My client began his presentation in a BIG VOICE that radiated “fake” enthusiasm. He spoke as if he were presenting to an audience of thousands, unable to actually see anybody. He paced the floor, spoke much too quickly for me to comprehend the content of his message, and slurred his words. After listening for about two minutes, I stopped him and offered this one suggestion:
“David, let’s begin again with a different approach. When you reach center stage, take the time to get present to your audience. Before you begin speaking, give your total eye attention to one person. Do not take your eyes from that person until you have reached the end of the sentence. Then move to another person, and speak in the same way to that person. Complete a sentence before moving to the next person. Don’t just look through each person; truly see individuals as you speak to them, as though each were the only person in the room. Make it a conversation with one person at a time. No need to be bigger than life. Your sincerity will carry to the back of the audience. The power will come in your presence, not performance. Let’s give it a try.”
He did. What a difference it made. He came across as sincere, his voice was more expressive, and his manner more intimate. He made it possible for me to experience and visualize each example, illustration, and poignant quote. His delivery added depth and value to his message as he built the bridge that made it possible for me to become a part of his message.

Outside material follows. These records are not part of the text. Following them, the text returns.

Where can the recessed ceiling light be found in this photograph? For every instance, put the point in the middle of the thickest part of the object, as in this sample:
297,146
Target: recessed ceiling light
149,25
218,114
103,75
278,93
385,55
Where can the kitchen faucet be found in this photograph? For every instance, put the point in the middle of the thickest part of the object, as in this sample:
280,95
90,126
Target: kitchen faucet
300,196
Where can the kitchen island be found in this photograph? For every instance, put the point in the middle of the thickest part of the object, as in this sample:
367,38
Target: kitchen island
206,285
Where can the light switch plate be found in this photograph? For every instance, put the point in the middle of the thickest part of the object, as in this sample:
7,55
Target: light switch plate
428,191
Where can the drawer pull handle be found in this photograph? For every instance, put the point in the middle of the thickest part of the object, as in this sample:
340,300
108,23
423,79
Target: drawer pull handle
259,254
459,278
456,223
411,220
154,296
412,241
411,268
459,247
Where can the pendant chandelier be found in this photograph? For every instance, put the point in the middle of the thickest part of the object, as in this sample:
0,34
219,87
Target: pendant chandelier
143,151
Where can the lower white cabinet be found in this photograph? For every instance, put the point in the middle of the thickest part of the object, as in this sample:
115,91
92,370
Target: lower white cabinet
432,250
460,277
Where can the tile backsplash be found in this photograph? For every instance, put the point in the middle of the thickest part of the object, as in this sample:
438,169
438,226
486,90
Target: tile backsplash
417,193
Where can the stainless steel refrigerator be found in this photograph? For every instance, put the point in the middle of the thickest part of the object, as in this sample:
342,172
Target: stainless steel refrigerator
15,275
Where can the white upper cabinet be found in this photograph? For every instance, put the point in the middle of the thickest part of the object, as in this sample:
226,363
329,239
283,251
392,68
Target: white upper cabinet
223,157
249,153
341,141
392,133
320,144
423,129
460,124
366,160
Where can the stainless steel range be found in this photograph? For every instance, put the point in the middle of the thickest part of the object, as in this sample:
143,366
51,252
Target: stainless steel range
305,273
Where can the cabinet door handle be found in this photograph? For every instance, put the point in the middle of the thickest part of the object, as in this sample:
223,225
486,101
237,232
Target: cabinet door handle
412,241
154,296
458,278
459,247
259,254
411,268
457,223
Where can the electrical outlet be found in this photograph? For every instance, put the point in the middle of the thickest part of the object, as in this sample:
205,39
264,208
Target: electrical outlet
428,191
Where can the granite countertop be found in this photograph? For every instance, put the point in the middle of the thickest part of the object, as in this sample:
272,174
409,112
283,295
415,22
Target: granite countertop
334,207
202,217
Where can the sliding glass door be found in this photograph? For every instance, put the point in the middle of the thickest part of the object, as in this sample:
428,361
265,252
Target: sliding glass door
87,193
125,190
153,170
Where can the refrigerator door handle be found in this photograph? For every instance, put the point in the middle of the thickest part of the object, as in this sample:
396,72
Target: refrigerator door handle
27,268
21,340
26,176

In 1995 when the Upjohn Company merged with Pharmacia, a number of people talked to me about the new CEO’s power to connect with others. When I asked them for his secret, without exception, people shared their personal experience: “His eyes. When he spoke to me, it was as though I were the only person in the room.” Clearly, he left people feeling honored and valued by his presence, putting him a position to be much more influential.
Powerful leaders are typically good communicators. They know that nothing will pay bigger dividends than making a real connection with others, whether speaking to one, ten, or 100, because connection is a requirement of trust and the power to influence. Being present is the first step to making a strong connection.
Suggestions to coach yourself:
1) Video record yourself making an actual presentation.
2) Review the video and ask yourself: Did I appear present to my audience before I opened my mouth? Did I appear to have maximum audience attention before I said the first word?
3) Check out your eyes. Are you focusing on one person at a time?
3) Ask yourself: Are my feet planted on the floor? Do I begin from a solid stance so that people are focusing on my message rather than on my movement?
Now, here’s a bonus question:
*According to research done by Kurt Mortensen, author of Persuasion IQ, “top performers” spend 5% of annual income in the development of their process skills, namely their ability to influence others? What % of your income are you spending on self-development? How many hours a week are you investing in developing yourself as a leader?